Mata air yang dihasilkan oleh tenaga non gravitasi meliputi: mata air vulkanik, mata air celah, mata air hangat, dan mata air panas. Mata air gravitasi diklasifikasikan menjadi beberapa tipe, yaitu: mata air depresi  (depresion spring) yang terbentuk bila permukaan air tanah terpotong oleh topografi; mata air kontak (contact spring) terjadi bila lapisan yang lulus air terletak di atas lapisan kedap air; mata air artesis (artesian spring) yang keluar dari akuifer tertekan; dan mata air turbuler (turbulence spring) yang terdapat pada saluran-saluran alami pada formasi kulit bumi, seperti goa lava atau joint.
Salah satu wilayah yang mempunyai potensi mata air besar adalah wilayah lereng gunung api. Pada gunung api strato muda, umumnya mempunyai pola persebaran mata air yang melingkari badan gunung api membentuk pola seperti sabuk, yang biasa disebut sabuk mata air  (spring belt). Hal ini merupakan gejala pemunculan mata air yang khas dan umum terdapat pada gunungapi strato di Indonesia, khususnya di Pulau Jawa.
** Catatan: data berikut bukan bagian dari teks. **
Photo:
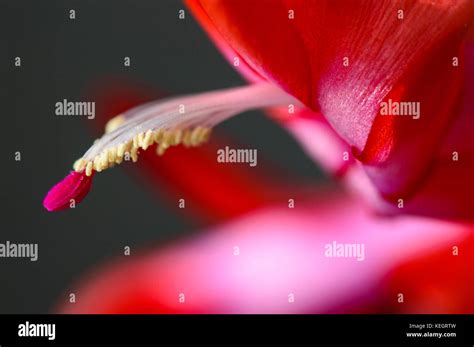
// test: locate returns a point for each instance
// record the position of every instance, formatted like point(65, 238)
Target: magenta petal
point(70, 191)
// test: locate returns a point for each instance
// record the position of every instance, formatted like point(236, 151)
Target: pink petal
point(69, 192)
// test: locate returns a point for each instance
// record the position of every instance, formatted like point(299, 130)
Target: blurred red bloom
point(342, 60)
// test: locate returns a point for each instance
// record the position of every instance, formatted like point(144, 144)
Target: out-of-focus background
point(63, 58)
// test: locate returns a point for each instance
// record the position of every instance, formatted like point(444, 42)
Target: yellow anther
point(134, 154)
point(148, 139)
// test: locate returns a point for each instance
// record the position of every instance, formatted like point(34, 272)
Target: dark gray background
point(60, 59)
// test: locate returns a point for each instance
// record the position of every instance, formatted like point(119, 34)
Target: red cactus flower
point(382, 92)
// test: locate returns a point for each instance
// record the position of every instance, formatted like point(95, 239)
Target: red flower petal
point(69, 192)
point(280, 251)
Pada ketinggian-ketinggian tertentu terdapat jalur mata air  (spring belt) berkaitan dengan perubahan lereng yang diakibatkan oleh perubahan struktur batuan pembentuknya (Purbohadiwidjojo, 1967).
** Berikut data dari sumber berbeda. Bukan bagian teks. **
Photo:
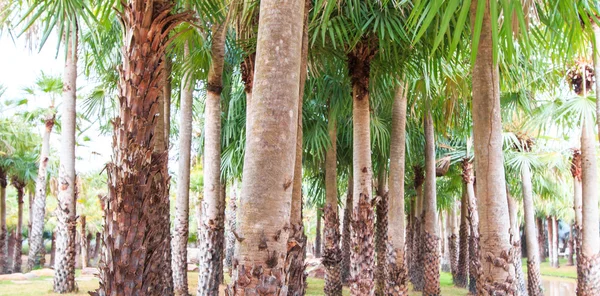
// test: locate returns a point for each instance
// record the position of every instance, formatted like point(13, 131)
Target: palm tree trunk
point(363, 256)
point(489, 165)
point(588, 280)
point(181, 222)
point(136, 234)
point(431, 234)
point(515, 240)
point(213, 204)
point(397, 284)
point(268, 171)
point(534, 282)
point(332, 254)
point(346, 238)
point(84, 243)
point(3, 230)
point(19, 230)
point(64, 277)
point(296, 254)
point(462, 273)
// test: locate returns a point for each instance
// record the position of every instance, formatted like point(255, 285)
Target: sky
point(20, 66)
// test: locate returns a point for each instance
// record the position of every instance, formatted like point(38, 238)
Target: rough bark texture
point(3, 230)
point(432, 238)
point(182, 211)
point(588, 278)
point(497, 271)
point(213, 205)
point(533, 263)
point(20, 187)
point(397, 282)
point(462, 273)
point(363, 253)
point(260, 266)
point(135, 256)
point(297, 253)
point(64, 275)
point(346, 237)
Pengendapan material pada akhirnya membentuk akuifer yang mempunyai porositas dan permeabilitas tinggi, khususnya pada morfologi lereng gunungapi hingga dataran fluviovulkanik. Hal ini lebih didukung lagi oleh adanya curah hujan yang jatuh di atas bentang lahan cukup tinggi. Persebaran mata air dengan berbagai debit aliran terdapat pada tubuh gunung api bagian tengah (lereng gunungapi) hingga bawah (kaki gunungapi), dengan tempat pemunculan kurang lebih bersesuaian dengan tempat terjadinya perubahan kemiringan lereng  (break of slope), yang mengindikasikan perubahan tingkat kelulusan batuan (Purbohadiwidjoyo, 1967).
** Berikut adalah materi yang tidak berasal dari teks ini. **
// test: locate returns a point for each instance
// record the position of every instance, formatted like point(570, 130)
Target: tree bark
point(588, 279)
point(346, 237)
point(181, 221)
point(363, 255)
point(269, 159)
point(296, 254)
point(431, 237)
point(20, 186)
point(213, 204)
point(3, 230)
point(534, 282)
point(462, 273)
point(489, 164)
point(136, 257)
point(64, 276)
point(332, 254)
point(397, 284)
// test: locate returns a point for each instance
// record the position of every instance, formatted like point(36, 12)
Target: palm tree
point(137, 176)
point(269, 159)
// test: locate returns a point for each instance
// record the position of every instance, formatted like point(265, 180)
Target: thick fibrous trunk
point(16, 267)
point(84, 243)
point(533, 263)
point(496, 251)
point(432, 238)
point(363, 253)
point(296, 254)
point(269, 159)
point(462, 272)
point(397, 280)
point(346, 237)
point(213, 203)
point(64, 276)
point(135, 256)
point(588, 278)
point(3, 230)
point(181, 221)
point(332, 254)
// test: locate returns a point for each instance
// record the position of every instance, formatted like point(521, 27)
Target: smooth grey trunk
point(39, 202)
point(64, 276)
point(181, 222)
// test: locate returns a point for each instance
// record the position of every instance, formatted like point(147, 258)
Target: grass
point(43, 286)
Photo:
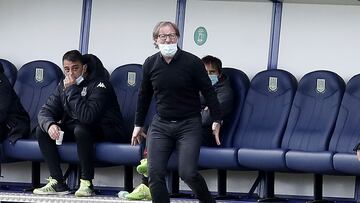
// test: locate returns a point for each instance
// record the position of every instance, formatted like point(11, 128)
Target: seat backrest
point(35, 82)
point(314, 112)
point(239, 82)
point(126, 81)
point(10, 70)
point(266, 110)
point(347, 129)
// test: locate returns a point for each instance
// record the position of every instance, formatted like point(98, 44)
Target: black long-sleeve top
point(176, 88)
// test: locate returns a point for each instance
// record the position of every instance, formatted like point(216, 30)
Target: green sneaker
point(85, 189)
point(141, 192)
point(53, 187)
point(142, 168)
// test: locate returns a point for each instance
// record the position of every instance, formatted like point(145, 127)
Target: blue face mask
point(214, 79)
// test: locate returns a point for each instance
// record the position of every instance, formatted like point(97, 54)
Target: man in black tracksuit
point(84, 106)
point(14, 120)
point(225, 95)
Ardina (1985) menjelaskan tentang hubungan antara litologi (gunung api tua, gunung api muda, batu gamping tua, dan batu gamping muda) dengan debit matair yang keluar dari masing-masing formasi batuan tersebut. Hasil analisis statistik menunjukkan bahwa pada formasi gunung api tua memberikan nilai korelasi sebesar 0,90 terhadap debit mata air, sedangkan pada gunung api muda memberikan korelasi sebesar 0,95 terhadap debit mata air. Hal ini menunjukkan bahwa semakin tua umur batuan gunung api, maka semakin kecil pengaruhnya terhadap debit mata air yang muncul. Hal ini dapat terjadi karena dalam perkembangannya semakin tua umur batuan gunung api, maka proses pemadatan dan perekatan berjalan lebih intensif yang menyebabkan rongga antar butir menjadi kecil, sehingga nilai kesarangan dan kelulusannya juga kecil. Oleh karena itu debit mata airnya juga akan lebih kecil dibandingkan dengan debit mata air pada formasi gunung api muda.
Untuk mempelajari karakteristik dan pola agihan mata air, dapat digunakan pendekatan hidrogeomorfologi. Artinya bahwa dengan mempelajari kondisi geomorfologi di suatu daerah, maka dapat diperkirakan dan dianalisis secara baik tentang karakteristik, persebaran, dan dinamika pemunculan mataair.

Munculnya mata air di daerah vulkanik lebih disebabkan oleh tenaga dari dalam bumi, sebagai mata air non gravitasi.